I need to remove duplicates from an array of arrays. I can't use Array#uniq because some fields are different and not part of the "key." Here's an example where the first 3 elements of each sub array are the "key" and determine uniqueness. I want to keep only the first one I get.
>> a = [[1, 2, 3, 4, 5], [1, 2, 3, 9, 4], [1, 2, 3, 4, 4]]
=> [[1, 2, 3, 4, 5], [1, 2, 3, 9, 4], [1, 2, 3, 4, 4]]
The return value of deduplicating this array should be: [[1, 2, 3, 4, 5]]

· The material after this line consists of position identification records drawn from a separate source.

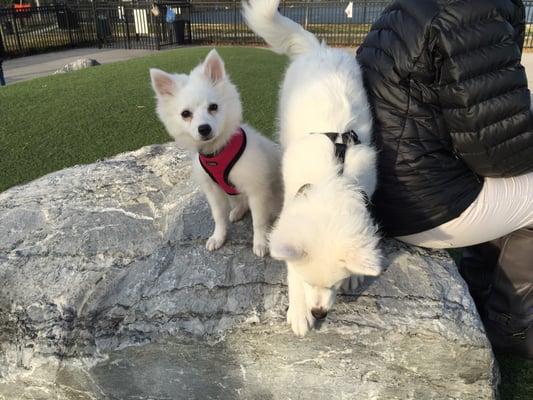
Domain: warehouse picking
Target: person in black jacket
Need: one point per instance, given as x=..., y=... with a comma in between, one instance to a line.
x=455, y=134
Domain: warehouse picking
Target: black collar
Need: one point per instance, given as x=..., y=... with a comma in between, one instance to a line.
x=349, y=138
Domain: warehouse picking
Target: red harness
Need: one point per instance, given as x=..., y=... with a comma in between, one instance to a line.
x=219, y=165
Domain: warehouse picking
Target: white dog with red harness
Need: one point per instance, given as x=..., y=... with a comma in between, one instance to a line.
x=325, y=232
x=237, y=168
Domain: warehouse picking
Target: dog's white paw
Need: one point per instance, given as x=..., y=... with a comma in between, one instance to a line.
x=237, y=213
x=352, y=283
x=214, y=243
x=260, y=249
x=300, y=320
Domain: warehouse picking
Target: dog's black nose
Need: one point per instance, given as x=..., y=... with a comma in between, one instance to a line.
x=204, y=130
x=319, y=313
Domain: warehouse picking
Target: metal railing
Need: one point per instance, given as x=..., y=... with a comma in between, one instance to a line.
x=136, y=24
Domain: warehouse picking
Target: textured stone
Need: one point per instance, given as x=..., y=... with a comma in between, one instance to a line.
x=97, y=258
x=77, y=65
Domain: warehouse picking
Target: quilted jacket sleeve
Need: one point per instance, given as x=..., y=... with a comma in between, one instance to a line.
x=482, y=86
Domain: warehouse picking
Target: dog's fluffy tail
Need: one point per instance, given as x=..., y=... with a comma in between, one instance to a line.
x=283, y=34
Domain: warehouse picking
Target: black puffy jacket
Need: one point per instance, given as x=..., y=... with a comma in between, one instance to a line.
x=451, y=106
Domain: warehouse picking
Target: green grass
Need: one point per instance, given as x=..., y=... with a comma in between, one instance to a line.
x=51, y=123
x=55, y=122
x=517, y=378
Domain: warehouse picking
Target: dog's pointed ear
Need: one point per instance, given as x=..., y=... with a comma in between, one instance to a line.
x=214, y=67
x=286, y=252
x=163, y=84
x=363, y=262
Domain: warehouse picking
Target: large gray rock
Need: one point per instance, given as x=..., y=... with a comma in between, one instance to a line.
x=97, y=258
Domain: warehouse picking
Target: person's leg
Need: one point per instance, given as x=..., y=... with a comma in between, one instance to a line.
x=503, y=206
x=508, y=310
x=499, y=267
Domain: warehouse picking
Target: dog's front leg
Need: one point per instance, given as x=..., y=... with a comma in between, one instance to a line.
x=260, y=220
x=298, y=315
x=218, y=202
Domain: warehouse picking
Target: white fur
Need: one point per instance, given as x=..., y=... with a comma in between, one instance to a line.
x=256, y=174
x=325, y=233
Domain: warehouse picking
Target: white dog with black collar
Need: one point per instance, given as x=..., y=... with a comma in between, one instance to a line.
x=325, y=232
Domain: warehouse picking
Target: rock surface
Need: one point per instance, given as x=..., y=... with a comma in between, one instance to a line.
x=98, y=258
x=77, y=65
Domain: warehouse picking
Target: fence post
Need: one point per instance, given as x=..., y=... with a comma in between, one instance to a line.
x=235, y=21
x=15, y=28
x=128, y=44
x=95, y=17
x=67, y=11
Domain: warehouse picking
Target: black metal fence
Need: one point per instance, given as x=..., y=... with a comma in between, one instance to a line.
x=143, y=24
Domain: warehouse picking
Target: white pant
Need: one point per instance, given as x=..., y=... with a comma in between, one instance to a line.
x=504, y=205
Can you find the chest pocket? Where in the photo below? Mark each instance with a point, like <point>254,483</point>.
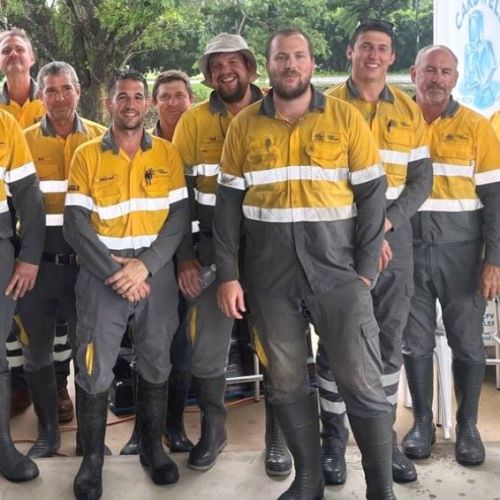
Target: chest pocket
<point>211,149</point>
<point>155,182</point>
<point>106,190</point>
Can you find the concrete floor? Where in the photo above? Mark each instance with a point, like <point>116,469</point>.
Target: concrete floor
<point>239,472</point>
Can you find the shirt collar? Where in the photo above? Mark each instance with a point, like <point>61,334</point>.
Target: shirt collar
<point>217,105</point>
<point>353,92</point>
<point>109,143</point>
<point>318,101</point>
<point>49,131</point>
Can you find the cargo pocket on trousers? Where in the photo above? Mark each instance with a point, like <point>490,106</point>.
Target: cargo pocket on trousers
<point>371,351</point>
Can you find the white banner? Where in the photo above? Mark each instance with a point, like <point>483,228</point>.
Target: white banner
<point>471,28</point>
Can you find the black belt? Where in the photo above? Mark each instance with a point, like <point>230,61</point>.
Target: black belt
<point>60,259</point>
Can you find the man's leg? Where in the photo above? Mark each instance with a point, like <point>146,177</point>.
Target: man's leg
<point>280,327</point>
<point>344,320</point>
<point>209,333</point>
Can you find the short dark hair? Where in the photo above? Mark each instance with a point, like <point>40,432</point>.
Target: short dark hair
<point>127,74</point>
<point>381,25</point>
<point>172,75</point>
<point>288,32</point>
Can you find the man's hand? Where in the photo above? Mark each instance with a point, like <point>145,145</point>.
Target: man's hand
<point>489,282</point>
<point>230,299</point>
<point>385,256</point>
<point>139,293</point>
<point>132,274</point>
<point>22,280</point>
<point>188,275</point>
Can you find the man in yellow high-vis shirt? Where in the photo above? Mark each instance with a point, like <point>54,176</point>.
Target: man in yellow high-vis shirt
<point>126,213</point>
<point>456,238</point>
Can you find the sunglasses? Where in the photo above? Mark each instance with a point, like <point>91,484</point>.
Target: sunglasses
<point>377,24</point>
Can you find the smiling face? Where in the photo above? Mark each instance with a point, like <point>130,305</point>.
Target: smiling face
<point>60,97</point>
<point>229,75</point>
<point>128,105</point>
<point>290,66</point>
<point>16,55</point>
<point>371,56</point>
<point>435,76</point>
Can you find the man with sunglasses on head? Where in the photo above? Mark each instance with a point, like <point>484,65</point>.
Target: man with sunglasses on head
<point>399,131</point>
<point>229,67</point>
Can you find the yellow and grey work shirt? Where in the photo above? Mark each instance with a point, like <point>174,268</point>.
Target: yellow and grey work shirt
<point>52,157</point>
<point>199,137</point>
<point>495,123</point>
<point>465,200</point>
<point>29,113</point>
<point>399,130</point>
<point>134,207</point>
<point>18,178</point>
<point>310,195</point>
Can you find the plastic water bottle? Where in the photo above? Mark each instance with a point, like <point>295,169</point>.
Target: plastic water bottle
<point>206,276</point>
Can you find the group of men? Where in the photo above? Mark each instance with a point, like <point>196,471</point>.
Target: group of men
<point>354,211</point>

Here is my first attempt at solving the problem:
>> def dedup ary
>> ary.map do |line|
?> dupes = ary.select { |row| row[0..2] == line[0..2] }
?> dupes.first
>> end.uniq
>> end
=> nil
>>
?> dedup a
=> [[1, 2, 3, 4, 5]]
This works. However, it is *super slow* when operating on my dataset. My arrays contain hundreds of thousands of sub arrays. The unique key for each sub array is the first 12 (of 18) elements. It is taking many seconds to produce each intermediate array ("dupes" in the example above), so deduping the entire thing would likely take days.
Anyone have a superior and faster solution?
cr